What can Britain do to prevent more of the street violence that is so uncharacteristic of the British scene? It can provide swift and sure justice for accused lawbreakers. And it can accelerate efforts already underway to get at the problems of unemployment, police relations, and racial discrimination that are reported to underlie the riots in south London on the weekend and in Bristol a year ago.
Worsened economic factors receive most of the blame for the situation that erupted into looting, arson, and clashes with police over the weekened. But racial aspects enter in more than they used to in a country that has only lately become "multiracial."
Current economic hardships fall heavier on the blacks, a term which some Asian nonwhites have begun to apply to themselves in an effort to stand together with the blacks against bias they also feel. Blacks consider themselves a particular target of the "sus" law under which a "suspected person" can be arrested even when no crime has been committed.

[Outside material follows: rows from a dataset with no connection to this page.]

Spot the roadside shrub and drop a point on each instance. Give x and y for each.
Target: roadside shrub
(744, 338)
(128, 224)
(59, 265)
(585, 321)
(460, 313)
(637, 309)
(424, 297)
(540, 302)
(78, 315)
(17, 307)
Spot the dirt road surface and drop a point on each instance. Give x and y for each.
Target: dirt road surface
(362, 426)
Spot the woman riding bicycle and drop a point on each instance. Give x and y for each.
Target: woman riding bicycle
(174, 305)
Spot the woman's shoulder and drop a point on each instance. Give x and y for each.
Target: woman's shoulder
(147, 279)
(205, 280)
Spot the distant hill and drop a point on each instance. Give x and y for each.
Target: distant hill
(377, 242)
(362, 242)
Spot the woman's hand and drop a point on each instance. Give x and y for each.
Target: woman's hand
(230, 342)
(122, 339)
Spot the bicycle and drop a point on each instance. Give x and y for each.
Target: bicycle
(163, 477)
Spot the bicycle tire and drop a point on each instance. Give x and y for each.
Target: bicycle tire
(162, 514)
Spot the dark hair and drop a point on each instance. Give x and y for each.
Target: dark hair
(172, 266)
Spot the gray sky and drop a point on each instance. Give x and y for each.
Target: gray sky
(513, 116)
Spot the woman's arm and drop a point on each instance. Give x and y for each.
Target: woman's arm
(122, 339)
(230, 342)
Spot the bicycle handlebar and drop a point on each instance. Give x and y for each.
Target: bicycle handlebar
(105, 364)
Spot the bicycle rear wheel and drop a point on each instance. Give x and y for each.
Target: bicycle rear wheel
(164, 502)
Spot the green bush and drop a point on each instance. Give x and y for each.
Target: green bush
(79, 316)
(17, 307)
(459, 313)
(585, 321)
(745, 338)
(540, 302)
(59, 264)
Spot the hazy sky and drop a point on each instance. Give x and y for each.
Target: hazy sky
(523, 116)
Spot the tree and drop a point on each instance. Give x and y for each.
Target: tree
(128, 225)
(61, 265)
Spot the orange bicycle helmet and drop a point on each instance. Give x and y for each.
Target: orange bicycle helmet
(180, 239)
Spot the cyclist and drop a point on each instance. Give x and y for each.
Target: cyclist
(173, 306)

In Brixton, where the south London riots occured, the proportion of nonwhites is much higher than the 3 to 4 percent to which it has risen in the population as a whole. So, whatever the variety of underlying causes -- and the number of whites participating -- the appearance was of black youths battling white policemen in what headlines called "race riots."
Citizens of more racially mixed societies, such as the United States, can sympathize with the strains of matching practice to ideals in matters of civil rights and economic opportunity. For many years Britain was in the position of absorbing nonwhite "immigrants" and seeing them in that light. But the immigration has virtually been stopped, except for family members of persons already in Britain. More than 40 percent of Britain's blacks and Asians are now native born.
Hope for constructive accomodation of all Britain's people lies both in specific steps such as youth employment programs and in general attitudes based on improved understanding among Britons. The latter was stressed in a letter to this newspaper just last month from John Wheeler, chairman of the House of Commons Select Subcommittee on Race Relations and Immigration. He noted that, although Britain has had race relations legislation since 1965, "we are increasingly coming to recognize the disadvantages which black people are continuing to experience in our society." He told of his parliamentary committee's close study of the whole question of racial disadvantage. He said that the "central and long-term problem" is that of unconscious racial assumptions:
"By this I mean not only those irrational beliefs about what people of different races are capable of, which can affect the employment and education opportunities of the ethnic minorities, but also the failure to recognize that the minorities may have different needs or different priorities."
An encouraging start has been made. Mr. Wheeler cites polls consistently showing that a majority of Britons "accept that we have a multiracial society." He declares that "we know where we are going and that is to a racially just and equal society."
The goal is not easy. But no lesser one would do for a land that means to the world what Britain does.